The tail trainers, however, did have significantly higher levels of another protein, insulinlike growth factor, in their brains and blood than the runners did. This substance, too, promotes cell division and growth and most likely helps fragile newborn neurons to survive.
What all of this new research suggests, says Teresa Liu-Ambrose, an associate professor in the Brain Research Center at the University of British Columbia who oversaw the experiments with older women, is that for the most robust brain health, it's probably advisable to incorporate both aerobic and resistance training. It seems that each type of exercise "selectively targets different aspects of cognition," she says, probably by sparking the release of different proteins in the body and brain.

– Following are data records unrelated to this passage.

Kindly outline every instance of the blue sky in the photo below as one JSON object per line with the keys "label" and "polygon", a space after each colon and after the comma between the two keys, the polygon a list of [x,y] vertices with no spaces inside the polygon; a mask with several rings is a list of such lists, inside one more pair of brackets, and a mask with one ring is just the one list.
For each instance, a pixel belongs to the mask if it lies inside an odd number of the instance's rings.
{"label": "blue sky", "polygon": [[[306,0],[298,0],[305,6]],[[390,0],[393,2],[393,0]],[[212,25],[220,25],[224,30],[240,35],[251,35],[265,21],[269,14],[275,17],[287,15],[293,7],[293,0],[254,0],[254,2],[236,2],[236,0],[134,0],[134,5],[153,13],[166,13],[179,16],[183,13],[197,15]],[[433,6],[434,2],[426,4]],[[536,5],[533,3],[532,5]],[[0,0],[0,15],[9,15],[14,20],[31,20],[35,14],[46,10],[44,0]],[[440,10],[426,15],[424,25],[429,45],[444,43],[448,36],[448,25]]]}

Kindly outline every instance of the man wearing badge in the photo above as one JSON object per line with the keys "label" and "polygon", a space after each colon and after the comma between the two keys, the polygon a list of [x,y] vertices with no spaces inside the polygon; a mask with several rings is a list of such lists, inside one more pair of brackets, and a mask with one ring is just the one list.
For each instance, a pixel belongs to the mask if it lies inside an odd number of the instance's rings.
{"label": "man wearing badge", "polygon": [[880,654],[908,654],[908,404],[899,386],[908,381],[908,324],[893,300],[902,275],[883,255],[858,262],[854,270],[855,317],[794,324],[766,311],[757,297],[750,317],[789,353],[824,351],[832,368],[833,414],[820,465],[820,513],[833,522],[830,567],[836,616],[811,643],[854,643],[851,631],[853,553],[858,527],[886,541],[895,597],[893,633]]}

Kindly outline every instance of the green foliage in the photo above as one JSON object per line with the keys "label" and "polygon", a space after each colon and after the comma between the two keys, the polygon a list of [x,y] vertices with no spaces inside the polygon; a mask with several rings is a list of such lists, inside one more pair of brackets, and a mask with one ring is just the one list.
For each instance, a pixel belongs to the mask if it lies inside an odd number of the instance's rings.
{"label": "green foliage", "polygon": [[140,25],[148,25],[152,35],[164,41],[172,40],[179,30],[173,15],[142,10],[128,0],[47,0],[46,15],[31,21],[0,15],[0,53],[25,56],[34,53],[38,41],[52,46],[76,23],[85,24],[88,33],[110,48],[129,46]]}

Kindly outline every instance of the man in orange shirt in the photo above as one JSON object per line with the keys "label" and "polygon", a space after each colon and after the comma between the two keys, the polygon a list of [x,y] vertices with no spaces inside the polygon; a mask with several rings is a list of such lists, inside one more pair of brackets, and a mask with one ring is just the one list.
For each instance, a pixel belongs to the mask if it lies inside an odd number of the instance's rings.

But, she continues, no need to worry if you choose to concentrate solely on aerobic or resistance training, at least in terms of memory improvements. The differences in the effects of each type of exercise were subtle, she says, while the effects of exercise — any exercise — on overall cognitive function were profound.
"When we started these experiments," she says, "most of us thought that, at best, we'd see less decline" in memory function among the volunteers who exercised, which still would have represented success. But beyond merely stemming people's memory loss, she says, "we saw actual improvements," an outcome that, if you're waffling about exercising today, is worth remembering.